–De Jager: Delaying Fiscal Consolidation Because Of Weak Growth ‘Risky’
–Belgian Deputy FinMin: But Success Depends On Restoring Growth

By Chris Cermak

WASHINGTON (MNI) – Dutch Finance Minister Jan Kees de Jager
Saturday warned of a “dangerous” overemphasis on accommodative monetary
policy over structural reform and said delaying fiscal consolidation in
Europe in the face of weak growth is “particularly risky.”

De Jager said markets have already shown the costs of relaxing
fiscal targets in terms of higher yields. Efforts to improve growth
prospects in Europe must therefore come “first and foremost” from
structural reform.

Monetary policy measures are providing “critical breathing space
but do not provide a fundamental solution to the underlying problems
many countries face today,” de Jager said in his statement prepared for
the International Monetary Fund spring meetings.

“Moreover, overemphasizing the role of accommodative monetary
policies while underemphasizing the urgency for fiscal consolidation can
be dangerous,” he said in the statement to the IMF’s steering committee,
the International Monetary and Financial Committee.

“Delaying fiscal consolidation in the face of weak growth appears
particularly risky in the current circumstances, where the debt crisis
has shown that market sentiment can change rapidly and unexpectedly to
the worse,” de Jager said. “Market pressures could exacerbate the costs
of delayed consolidation by a significant and possibly unsustainable
amount.”

But Belgium’s Deputy Finance Minister Steven Vanackere in his own
statement to the IMFC stressed that, while countries with high debt
levels have to reduce their deficits at an “adequate pace,”
consolidation must not come at the expense of economic growth.

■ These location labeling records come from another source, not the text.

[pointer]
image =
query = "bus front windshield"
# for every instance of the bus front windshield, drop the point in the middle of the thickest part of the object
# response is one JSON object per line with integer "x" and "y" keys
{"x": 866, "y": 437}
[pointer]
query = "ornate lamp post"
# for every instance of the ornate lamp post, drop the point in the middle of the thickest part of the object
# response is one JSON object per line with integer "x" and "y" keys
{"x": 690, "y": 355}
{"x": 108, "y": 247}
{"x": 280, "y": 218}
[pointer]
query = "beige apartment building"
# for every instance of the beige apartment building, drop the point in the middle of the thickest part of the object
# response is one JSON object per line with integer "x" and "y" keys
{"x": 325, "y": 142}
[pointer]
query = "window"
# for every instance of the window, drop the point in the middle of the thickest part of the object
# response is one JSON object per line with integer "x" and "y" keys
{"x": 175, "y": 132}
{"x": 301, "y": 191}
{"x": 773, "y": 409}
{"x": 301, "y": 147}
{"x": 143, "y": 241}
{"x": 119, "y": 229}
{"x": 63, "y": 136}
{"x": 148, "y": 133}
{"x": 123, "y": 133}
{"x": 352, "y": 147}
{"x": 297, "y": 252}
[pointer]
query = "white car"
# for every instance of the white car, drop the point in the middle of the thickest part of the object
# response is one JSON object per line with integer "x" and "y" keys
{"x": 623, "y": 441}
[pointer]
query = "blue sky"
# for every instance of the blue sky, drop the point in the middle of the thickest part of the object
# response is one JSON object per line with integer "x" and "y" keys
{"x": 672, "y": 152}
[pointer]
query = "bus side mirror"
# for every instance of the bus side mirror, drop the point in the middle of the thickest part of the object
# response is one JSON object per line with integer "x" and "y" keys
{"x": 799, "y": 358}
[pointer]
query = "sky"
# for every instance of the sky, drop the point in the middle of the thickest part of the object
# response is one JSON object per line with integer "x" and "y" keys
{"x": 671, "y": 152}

“Success with this task (of fiscal consolidation) critically
depends on resuming more vigorous growth, reducing unemployment and
preserve social cohesion,” Vanackere said.

“The ‘paradox of the thrift’ under which aggressive upfront fiscal
consolidation lowers growth, worsens debt dynamics and paradoxically
triggers a loss of confidence, must be avoided,” he said.

Vanackere also said accommodative monetary policies and central
bank liquidity “remain justified” given the “period of fragile
recovery.” But outside of short-term support, he agreed the “far more
important task” involved structural reforms that could “enhance
productivity and international competitiveness.”

Both ministers agreed medium-term risks stemmed from outside the
Eurozone, especially from high budget deficits in the United States and
Japan, and also called for continued exchange rate rebalancing in
emerging countries like China.

In an indirect jab at the United States and China, de Jager said
that global imbalances and excessive global liquidity have “not been
adequately addressed” and said “accommodative monetary policies and
inflexible exchange rate policies could even aggravate these risks.”